The Kamitakatsu Shell Midden (上高津貝塚, Kamitakatsu kaizuka) is an archaeological site in the Shishitsuka, Kamitakatsu, and Nakatakatsu neighborhoods of the city of Tsuchiura, Ibaraki Prefecture, in the northern Kantō region of Japan containing a late Jōmon period shell midden. The site was designated a National Historic Site in 1977.

==Overview==
During the early to middle Jōmon period (approximately 4000 to 2500 BC), sea levels were five to six meters higher than at present, and the ambient temperature was also 2 deg C higher. During this period, the Kantō region was inhabited by the Jōmon people, many of whom lived in coastal settlements. The middens associated with such settlements contain bone, botanical material, mollusc shells, sherds, lithics, and other artifacts and ecofacts associated with the now-vanished inhabitants, and these features, provide a useful source into the diets and habits of Jōmon society. Most of these middens are found along the Pacific coast of Japan.
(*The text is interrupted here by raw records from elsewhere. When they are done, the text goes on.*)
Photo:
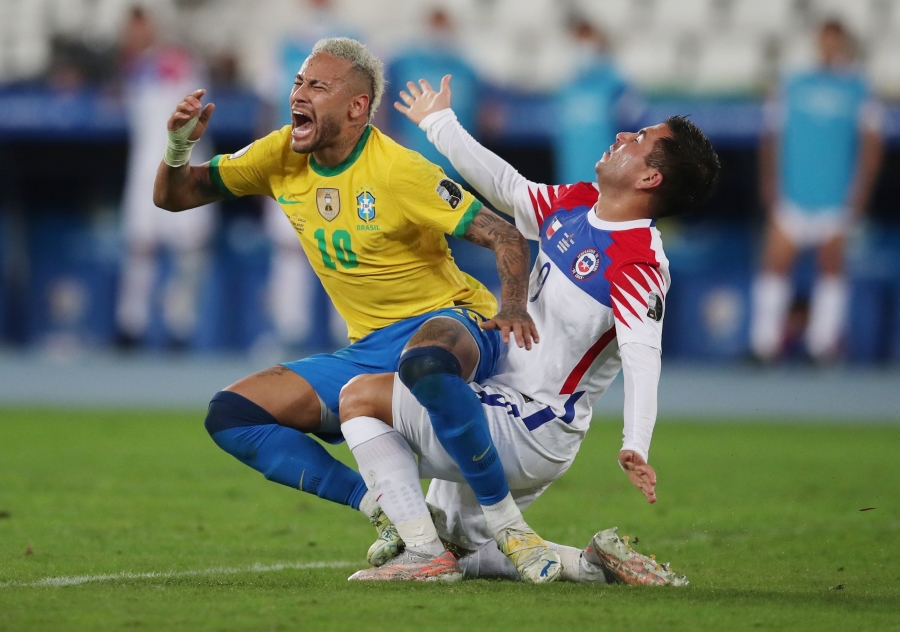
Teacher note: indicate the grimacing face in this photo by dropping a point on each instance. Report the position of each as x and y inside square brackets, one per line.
[320, 101]
[625, 162]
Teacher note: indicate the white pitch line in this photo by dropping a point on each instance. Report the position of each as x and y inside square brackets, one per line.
[56, 582]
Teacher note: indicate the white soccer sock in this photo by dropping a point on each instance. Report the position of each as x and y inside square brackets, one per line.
[826, 319]
[488, 563]
[504, 514]
[368, 505]
[388, 466]
[574, 567]
[771, 300]
[133, 308]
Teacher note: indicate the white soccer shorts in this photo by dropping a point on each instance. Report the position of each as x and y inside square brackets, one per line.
[531, 459]
[811, 228]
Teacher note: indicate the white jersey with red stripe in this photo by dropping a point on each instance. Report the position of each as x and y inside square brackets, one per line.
[595, 286]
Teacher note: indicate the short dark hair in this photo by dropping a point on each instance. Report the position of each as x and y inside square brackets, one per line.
[689, 167]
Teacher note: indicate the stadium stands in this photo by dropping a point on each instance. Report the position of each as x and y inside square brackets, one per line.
[514, 42]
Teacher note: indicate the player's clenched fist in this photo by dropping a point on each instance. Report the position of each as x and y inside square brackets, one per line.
[642, 475]
[186, 125]
[191, 108]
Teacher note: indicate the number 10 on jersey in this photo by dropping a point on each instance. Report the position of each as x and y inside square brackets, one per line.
[343, 249]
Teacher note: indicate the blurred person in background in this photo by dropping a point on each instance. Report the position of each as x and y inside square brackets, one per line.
[437, 54]
[594, 105]
[156, 75]
[819, 158]
[292, 283]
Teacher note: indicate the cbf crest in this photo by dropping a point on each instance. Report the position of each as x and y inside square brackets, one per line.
[328, 201]
[365, 206]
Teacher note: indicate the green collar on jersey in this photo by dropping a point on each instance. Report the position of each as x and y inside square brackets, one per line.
[347, 162]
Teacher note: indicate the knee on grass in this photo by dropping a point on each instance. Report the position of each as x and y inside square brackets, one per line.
[368, 396]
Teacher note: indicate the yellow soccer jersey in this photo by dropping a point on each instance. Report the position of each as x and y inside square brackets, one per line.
[373, 226]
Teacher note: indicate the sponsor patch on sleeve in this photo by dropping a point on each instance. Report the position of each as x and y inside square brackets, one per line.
[241, 152]
[450, 192]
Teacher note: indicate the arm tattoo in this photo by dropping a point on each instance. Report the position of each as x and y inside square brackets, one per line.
[490, 231]
[203, 183]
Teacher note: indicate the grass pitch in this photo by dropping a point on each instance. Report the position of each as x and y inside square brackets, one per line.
[136, 520]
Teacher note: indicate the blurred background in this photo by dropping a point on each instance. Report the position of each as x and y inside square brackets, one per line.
[89, 274]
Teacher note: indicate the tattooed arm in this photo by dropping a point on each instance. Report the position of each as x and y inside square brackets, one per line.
[511, 249]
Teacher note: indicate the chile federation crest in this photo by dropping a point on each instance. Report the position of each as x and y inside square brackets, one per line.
[586, 264]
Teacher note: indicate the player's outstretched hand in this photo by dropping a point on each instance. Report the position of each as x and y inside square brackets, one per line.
[641, 474]
[515, 321]
[422, 100]
[191, 108]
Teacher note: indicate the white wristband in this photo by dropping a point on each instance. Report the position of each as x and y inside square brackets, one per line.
[178, 147]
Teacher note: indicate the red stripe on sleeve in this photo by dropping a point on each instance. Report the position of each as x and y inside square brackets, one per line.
[586, 361]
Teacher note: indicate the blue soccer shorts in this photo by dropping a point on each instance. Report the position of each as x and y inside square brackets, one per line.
[379, 352]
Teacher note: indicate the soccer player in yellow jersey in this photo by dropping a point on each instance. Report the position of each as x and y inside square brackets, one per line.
[372, 218]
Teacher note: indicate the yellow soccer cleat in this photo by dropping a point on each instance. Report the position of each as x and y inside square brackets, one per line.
[532, 556]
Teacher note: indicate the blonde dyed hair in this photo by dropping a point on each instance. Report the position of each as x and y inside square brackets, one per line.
[363, 61]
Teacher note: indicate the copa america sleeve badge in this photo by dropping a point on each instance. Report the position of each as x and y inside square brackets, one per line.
[655, 306]
[449, 192]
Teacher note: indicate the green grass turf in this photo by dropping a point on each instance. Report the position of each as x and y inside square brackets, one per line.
[765, 520]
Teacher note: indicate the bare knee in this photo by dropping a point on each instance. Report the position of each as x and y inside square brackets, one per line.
[451, 335]
[289, 398]
[368, 396]
[779, 252]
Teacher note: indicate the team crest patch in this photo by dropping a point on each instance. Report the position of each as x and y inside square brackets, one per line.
[586, 264]
[328, 201]
[365, 206]
[555, 225]
[449, 192]
[655, 306]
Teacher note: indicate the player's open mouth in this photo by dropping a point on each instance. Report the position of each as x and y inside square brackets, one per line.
[302, 125]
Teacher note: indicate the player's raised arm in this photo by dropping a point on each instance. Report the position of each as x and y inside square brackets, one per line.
[512, 252]
[179, 185]
[504, 187]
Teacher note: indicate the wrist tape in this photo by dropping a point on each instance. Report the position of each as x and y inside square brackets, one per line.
[178, 147]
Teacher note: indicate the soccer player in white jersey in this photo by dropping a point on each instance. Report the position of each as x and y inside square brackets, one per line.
[597, 292]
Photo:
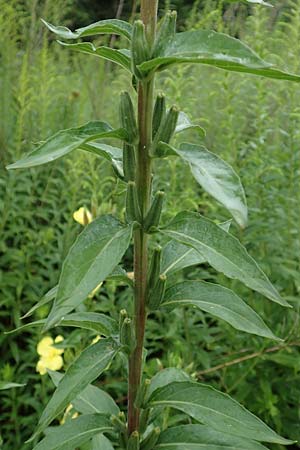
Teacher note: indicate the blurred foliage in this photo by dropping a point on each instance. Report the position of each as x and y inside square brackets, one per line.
[250, 122]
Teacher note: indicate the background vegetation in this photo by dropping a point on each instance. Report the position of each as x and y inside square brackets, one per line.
[253, 123]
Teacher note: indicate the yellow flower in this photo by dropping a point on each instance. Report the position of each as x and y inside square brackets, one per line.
[83, 216]
[50, 357]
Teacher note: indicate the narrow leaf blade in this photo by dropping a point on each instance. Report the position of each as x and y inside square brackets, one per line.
[75, 432]
[120, 57]
[94, 255]
[177, 256]
[65, 141]
[222, 251]
[109, 26]
[215, 49]
[213, 408]
[201, 437]
[219, 302]
[217, 178]
[85, 369]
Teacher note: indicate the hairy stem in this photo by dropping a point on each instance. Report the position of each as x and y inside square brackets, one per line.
[143, 183]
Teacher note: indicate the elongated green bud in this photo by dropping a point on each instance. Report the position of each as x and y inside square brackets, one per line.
[119, 422]
[144, 419]
[159, 113]
[127, 117]
[156, 294]
[127, 337]
[133, 211]
[152, 218]
[128, 162]
[154, 269]
[149, 442]
[123, 314]
[166, 129]
[139, 46]
[134, 441]
[165, 34]
[142, 394]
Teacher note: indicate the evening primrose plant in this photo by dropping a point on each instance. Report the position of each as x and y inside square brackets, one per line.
[212, 419]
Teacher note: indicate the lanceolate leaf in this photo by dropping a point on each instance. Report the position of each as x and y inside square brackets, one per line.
[110, 26]
[91, 400]
[201, 437]
[120, 57]
[215, 49]
[100, 323]
[100, 442]
[85, 369]
[213, 408]
[177, 256]
[93, 256]
[65, 141]
[184, 123]
[217, 178]
[222, 251]
[75, 432]
[218, 301]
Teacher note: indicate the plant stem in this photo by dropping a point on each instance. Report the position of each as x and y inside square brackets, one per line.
[143, 183]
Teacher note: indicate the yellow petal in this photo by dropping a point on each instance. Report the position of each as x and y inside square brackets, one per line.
[44, 346]
[83, 216]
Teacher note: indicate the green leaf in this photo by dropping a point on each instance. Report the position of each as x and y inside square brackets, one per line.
[91, 400]
[215, 409]
[177, 256]
[93, 256]
[48, 297]
[120, 57]
[215, 49]
[100, 442]
[65, 141]
[219, 302]
[222, 251]
[167, 376]
[75, 432]
[201, 437]
[217, 178]
[110, 26]
[9, 385]
[85, 369]
[112, 154]
[184, 123]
The Kamitakatsu Shell Midden is located on the edge of the hill on the right bank of the Sakura River, which flows into the innermost part of Nishiura in Lake Kasumigaura, on the western outskirts of Tsuchiura City. The site has five shell mounds distributed across a flat surface forming a shell ring with a diameter of about 150 meters. In 1900, the first academic report on the site was published, but artifacts from the first archaeological excavation made in 1933 (which also revealed the site of the Jōmon period settlement) were lost in World War II. New excavations were carried out in 1950, 1958, and 1959, and a large number of artifacts were uncovered. In addition to the expected shells of various species, stone axes, stone jewelry, stone rods, stone tools, bone needles, bone horn ornaments, clay figurines, and earthen plates were excavated. The shell layer is 1 to 1.5 meters thick and consists of both freshwater and seawater clams, with Yamato-shijimi clams predominating. By measuring the growth ring of the shells, it was found that about 70% of the shells were collected intensively from early spring to early summer, leading to the hypothesis that a large number were processed as dried seafood, either for storage or as a trade good for inland settlements.

The site is open to the public as the Kamikotsu Kaizuka Hometown History Plaza (上高津貝塚ふるさと歴史の広場, Kamitakatsu Kaizuka furusato rekishi no hiroba) with a museum and reconstructions of pit dwellings. The site is located at "Tsuchiura Yōgogakkōmae" bus stop on the Kanto Railway bus from Tsuchiura Station on the JR East Joban Line.